St. Paddy's Day, not long ago

"Dang Liam, how long have you been barbecuing marshmallows? Is it black enough for you?"

"You don't understand my friend, mallow toasting is a long and respected art in my family."

"Whatever you do, don't throw that at anyone, you might make a dent in something ... like my head!"

"If you take a couple more pulls of that jug, I `spect you wouldn't feel it if I threw a rock and hit your head."

Toby poked a stick in the fire to stirred up some sparks. Liam pulled his well-done dessert out of the fire in feigned protest. Besides, it was done just the way he liked it.

It had been dark for some time. The array of stars sparkled like a billion vivid points of light in the sky. There was no place better to see a March sky than out on the Texas prairie. Both of the riders took a moment to enjoy the spectacular view. Toby took another sip from his flask and wiped his mouth with his shirtsleeve.

Getting up with some difficulty, Toby made his way to the tent. As he unzipped the door, he mumbled, "I have had it. I am going to bed. Wake me when you have a pot of coffee on the fire."

"Oh no, you don't need to bother getting your precious butt out of bed, I'll bring you a nice bacon and egg breakfast with hot biscuits to go along with your coffee."

Toby turned around and pretended he was going to kick dirt at Liam, who put his hand over his marshmallow, turning his body in mock horror. Chuckling, Toby zipped the tent flap and went to bed.


Liam didn't stay up too much longer. They had a big day ahead of them. Toby was supposed to be in Amarillo for a Rally the Gypsy's were putting on. They had asked him to come out and take pictures of the custom bike show they were sponsoring. They would only make travel expenses but since they were long time friends, Toby had agreed to do it as a favor, not for the money.

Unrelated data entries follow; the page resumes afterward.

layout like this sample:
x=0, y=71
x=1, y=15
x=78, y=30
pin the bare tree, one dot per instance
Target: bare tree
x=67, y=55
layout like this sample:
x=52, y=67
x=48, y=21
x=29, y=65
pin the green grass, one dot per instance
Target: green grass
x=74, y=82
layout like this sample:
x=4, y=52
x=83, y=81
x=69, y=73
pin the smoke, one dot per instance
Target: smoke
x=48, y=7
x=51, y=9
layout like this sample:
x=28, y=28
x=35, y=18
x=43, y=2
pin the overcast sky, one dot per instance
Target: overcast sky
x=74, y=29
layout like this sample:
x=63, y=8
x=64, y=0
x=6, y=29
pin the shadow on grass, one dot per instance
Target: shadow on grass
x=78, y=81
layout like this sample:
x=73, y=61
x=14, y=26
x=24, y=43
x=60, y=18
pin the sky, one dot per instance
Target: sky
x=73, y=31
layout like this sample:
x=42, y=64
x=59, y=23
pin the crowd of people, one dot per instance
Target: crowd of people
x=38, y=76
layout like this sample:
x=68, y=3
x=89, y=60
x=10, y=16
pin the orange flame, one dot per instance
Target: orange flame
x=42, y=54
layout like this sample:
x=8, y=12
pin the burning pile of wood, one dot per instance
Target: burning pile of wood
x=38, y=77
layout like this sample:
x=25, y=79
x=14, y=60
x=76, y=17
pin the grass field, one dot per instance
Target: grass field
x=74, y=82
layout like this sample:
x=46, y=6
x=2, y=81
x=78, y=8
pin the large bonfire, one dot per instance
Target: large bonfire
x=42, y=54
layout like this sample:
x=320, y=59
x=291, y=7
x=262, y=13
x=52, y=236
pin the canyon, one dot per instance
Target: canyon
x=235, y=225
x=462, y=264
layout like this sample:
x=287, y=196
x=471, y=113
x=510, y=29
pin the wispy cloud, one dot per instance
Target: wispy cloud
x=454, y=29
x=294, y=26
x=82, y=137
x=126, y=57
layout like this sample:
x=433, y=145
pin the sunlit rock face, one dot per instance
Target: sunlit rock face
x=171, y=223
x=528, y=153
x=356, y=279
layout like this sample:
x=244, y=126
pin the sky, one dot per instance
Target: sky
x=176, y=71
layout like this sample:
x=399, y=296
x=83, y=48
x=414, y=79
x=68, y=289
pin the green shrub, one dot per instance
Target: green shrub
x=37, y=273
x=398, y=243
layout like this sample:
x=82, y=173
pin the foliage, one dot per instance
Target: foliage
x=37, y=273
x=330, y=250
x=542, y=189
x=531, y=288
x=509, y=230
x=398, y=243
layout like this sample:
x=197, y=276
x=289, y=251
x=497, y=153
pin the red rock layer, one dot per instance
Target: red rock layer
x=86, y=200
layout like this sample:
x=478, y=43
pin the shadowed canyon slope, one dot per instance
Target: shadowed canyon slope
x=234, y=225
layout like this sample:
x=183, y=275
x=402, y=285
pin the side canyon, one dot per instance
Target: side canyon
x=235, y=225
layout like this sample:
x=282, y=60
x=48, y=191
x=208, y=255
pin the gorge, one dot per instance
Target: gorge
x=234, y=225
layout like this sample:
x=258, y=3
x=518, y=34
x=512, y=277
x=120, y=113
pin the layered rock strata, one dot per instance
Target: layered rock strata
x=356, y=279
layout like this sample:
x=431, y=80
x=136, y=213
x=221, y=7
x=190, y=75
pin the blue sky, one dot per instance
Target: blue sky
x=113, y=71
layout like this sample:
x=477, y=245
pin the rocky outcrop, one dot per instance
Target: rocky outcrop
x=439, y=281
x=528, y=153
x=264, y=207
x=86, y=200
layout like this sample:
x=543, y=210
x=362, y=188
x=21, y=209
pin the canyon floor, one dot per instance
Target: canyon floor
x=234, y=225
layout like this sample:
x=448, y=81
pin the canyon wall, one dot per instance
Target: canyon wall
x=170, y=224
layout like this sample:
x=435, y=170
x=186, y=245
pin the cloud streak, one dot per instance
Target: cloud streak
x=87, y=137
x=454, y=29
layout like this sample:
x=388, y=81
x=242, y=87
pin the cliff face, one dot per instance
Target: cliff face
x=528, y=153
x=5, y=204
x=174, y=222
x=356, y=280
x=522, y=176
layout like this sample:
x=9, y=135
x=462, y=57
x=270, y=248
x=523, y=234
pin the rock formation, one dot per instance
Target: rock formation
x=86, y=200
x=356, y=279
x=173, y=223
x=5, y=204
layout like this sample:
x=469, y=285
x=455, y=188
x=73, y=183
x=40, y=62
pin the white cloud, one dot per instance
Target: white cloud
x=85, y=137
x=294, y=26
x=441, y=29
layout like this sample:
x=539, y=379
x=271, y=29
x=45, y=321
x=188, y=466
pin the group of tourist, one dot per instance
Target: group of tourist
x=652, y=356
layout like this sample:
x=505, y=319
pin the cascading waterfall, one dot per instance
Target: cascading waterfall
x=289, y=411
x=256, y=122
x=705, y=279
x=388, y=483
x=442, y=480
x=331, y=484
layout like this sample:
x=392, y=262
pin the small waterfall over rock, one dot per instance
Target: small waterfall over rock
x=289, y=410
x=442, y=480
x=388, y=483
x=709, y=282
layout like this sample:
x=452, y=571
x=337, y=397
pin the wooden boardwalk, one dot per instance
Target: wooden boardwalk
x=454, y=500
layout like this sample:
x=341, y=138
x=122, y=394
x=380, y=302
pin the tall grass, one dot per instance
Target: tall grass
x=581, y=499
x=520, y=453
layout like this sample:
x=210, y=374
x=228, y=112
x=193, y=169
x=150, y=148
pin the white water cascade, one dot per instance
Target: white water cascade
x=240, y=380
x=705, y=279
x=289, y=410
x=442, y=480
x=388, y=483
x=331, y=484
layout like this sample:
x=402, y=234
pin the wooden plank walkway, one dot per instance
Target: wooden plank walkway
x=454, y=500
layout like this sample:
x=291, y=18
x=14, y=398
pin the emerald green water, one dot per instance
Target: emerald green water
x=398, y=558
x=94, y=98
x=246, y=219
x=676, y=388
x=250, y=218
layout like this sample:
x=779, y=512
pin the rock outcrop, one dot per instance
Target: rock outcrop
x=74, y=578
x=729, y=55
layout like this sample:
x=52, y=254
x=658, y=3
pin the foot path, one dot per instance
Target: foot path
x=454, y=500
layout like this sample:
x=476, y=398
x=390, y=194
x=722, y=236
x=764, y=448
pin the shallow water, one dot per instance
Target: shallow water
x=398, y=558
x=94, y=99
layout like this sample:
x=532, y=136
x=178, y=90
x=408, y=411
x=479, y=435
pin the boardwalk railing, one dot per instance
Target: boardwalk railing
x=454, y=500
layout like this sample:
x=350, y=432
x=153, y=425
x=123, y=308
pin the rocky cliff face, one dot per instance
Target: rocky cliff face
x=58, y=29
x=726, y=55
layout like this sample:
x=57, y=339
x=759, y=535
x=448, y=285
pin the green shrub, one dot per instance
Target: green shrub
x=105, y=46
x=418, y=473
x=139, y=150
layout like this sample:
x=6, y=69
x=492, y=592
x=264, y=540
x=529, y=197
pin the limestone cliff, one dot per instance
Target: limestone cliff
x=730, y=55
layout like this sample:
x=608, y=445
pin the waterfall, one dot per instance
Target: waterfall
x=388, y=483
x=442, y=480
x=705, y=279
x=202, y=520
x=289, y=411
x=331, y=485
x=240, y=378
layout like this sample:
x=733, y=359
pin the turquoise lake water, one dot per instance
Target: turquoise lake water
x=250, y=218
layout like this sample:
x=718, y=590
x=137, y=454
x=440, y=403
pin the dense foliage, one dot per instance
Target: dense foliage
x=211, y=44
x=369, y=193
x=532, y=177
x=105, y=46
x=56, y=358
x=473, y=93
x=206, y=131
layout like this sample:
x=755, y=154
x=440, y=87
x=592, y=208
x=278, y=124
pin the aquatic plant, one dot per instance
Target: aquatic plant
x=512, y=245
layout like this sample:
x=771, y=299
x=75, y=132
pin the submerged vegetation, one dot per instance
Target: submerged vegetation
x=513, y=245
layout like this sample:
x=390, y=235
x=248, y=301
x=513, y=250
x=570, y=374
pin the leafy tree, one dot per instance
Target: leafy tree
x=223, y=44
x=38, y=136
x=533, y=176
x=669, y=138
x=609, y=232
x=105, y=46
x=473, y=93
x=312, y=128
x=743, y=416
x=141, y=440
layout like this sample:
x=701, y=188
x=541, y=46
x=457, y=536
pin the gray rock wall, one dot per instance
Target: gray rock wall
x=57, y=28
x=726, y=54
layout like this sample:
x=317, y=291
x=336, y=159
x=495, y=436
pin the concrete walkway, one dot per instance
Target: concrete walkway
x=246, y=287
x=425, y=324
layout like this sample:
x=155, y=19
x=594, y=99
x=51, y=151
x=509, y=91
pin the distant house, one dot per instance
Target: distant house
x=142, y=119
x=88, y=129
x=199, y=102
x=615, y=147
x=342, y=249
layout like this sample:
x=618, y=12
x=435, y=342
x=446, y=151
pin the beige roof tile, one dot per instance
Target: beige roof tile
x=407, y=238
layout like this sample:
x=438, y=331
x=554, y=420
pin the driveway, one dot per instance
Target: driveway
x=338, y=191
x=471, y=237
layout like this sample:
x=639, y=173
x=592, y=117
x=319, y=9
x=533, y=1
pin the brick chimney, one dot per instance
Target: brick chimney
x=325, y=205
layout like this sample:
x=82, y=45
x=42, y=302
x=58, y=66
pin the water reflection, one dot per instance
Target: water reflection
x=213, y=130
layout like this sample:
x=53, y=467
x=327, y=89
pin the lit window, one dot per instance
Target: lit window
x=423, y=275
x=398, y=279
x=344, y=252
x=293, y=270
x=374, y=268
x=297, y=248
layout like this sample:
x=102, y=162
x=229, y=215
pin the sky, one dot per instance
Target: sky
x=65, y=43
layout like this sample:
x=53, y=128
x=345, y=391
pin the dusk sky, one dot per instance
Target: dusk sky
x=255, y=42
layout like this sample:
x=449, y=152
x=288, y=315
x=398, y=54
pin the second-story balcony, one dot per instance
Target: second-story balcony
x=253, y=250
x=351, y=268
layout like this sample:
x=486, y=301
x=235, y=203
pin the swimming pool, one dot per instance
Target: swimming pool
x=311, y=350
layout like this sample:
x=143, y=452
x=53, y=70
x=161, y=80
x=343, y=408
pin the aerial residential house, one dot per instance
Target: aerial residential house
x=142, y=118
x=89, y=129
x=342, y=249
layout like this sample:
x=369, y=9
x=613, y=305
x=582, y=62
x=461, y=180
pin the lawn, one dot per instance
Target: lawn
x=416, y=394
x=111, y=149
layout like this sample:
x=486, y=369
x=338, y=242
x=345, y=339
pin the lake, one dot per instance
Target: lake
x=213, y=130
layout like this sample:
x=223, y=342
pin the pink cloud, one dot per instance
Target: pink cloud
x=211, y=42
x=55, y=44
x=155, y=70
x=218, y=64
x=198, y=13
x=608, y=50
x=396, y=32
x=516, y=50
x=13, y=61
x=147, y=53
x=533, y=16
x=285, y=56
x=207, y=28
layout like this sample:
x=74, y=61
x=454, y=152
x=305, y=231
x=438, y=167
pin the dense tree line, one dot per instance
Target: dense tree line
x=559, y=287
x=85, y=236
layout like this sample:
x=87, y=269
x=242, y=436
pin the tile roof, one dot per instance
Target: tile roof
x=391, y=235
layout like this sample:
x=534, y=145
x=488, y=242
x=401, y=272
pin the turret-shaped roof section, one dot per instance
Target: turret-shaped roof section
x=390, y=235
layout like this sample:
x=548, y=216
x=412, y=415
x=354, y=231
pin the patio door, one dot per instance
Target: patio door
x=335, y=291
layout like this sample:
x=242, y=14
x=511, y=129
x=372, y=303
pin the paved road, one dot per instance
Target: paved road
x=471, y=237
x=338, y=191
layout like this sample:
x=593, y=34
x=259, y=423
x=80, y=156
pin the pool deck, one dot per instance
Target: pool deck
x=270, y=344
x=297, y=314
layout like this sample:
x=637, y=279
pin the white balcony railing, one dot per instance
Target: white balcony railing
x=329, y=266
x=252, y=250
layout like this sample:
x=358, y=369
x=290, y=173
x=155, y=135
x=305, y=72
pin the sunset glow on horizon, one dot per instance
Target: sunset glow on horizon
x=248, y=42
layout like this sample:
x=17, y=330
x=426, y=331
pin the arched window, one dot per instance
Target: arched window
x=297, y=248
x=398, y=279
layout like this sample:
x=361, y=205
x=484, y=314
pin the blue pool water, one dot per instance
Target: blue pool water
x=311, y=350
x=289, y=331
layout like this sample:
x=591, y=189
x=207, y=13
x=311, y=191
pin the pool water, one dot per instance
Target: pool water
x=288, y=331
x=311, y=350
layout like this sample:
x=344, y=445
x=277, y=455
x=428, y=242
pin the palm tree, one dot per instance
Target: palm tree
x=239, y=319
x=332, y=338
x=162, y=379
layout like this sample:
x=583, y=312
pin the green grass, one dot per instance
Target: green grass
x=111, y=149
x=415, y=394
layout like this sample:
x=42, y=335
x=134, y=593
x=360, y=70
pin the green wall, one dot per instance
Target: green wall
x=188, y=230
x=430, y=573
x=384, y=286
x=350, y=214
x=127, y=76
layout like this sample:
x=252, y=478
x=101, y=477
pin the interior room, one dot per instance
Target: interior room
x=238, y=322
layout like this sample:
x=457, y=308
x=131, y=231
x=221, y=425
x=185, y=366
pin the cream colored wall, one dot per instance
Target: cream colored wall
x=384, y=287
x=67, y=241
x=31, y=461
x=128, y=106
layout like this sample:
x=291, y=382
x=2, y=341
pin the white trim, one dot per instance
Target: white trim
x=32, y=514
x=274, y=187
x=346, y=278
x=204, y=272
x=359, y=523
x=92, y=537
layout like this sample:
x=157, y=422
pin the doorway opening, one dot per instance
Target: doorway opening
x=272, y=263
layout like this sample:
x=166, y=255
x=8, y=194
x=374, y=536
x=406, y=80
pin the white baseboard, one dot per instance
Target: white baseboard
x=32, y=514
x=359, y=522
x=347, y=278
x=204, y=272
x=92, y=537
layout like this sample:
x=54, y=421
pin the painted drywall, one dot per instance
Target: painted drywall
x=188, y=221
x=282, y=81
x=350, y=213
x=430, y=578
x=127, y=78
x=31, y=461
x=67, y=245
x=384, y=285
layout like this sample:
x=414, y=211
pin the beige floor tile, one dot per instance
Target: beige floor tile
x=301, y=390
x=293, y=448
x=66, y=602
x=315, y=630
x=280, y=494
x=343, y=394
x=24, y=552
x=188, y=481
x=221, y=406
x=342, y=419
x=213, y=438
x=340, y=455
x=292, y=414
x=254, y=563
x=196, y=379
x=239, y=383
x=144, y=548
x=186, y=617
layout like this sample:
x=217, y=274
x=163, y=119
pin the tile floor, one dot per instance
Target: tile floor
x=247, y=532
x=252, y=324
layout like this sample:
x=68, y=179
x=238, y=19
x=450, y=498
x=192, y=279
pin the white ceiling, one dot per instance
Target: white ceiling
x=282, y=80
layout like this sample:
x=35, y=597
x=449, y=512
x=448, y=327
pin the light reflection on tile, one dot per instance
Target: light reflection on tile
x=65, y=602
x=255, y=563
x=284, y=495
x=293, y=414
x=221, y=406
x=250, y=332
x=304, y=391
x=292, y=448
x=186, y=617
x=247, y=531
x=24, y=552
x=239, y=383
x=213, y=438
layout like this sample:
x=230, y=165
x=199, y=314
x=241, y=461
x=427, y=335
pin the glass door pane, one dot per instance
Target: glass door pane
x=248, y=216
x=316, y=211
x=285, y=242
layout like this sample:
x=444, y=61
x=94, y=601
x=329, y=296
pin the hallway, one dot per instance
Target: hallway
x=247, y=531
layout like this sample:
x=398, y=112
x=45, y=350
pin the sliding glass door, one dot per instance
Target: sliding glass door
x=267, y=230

After banking the fire and checking around the campsite, Liam headed into the tent and collapsed on his bedroll.

As Good As Gold

In what seemed like a few minutes, Liam's eyes popped open and he realized it was first light. Needing to relieve himself, Liam rolled over as quietly as a very large man can, and made his way out of the tent. He could see that it had rained sometime during the night. It looked like it had recently stopped. The glistening droplets fell from the leaves onto the soaked ground. Liam made his way a few yards out of camp into a little clearing. As he was taking care of business a rainbow appeared. The end of the rainbow was right in the middle of the field. Zipping up, Liam made his way toward the rainbow, all the while expecting it to disappear. In the back of his mind he wondered if what mom said about the rainbow was true. Was there really a leprechaun's pot of gold waiting to be found? Not knowing what possessed him to think there could possibly be anything there, Liam picked up a stick and dug down into the soft earth. When his stick hit something hard, he was surprised and encourage. He dug faster. In short order he had uncovered a chest. Liam was dying to find out what treasure was locked away in this mysterious box.

"Now what would you be doin' thar in the dirt? Ya wouldn't be tryin' ta steal' m'gold, would ya fat man?"

In surprise, Liam whirled around to find out who was talking to him. He didn't see anyone.

"Down here, ya obese puddle of humanity."

Liam looked down and there stood a man, no more than a foot tall. He had on a bright green bowler hat, cocked in a rakish tilt, which covered a healthy shock of red hair. He also wore a tailored green jacket over a darker green vest, followed by short trousers, cuffed tightly below the knees. Striped green and white stockings adorned his calves and it all ended in a pair of black patent leather oxfords. The little man had a terrible scowl on his face and his cheeks were crimson red with apparent rage.



Page 2

"What manner of creature are you," Liam asked.

"Why ya foolish, inflated hippopotamus, I'm a Leprechaun, any silly fool can see that. Whar do you think yer goin' with m'gold?"

"Well I found it and finders keepers. I'm going to take it home, that is what I'm thinking."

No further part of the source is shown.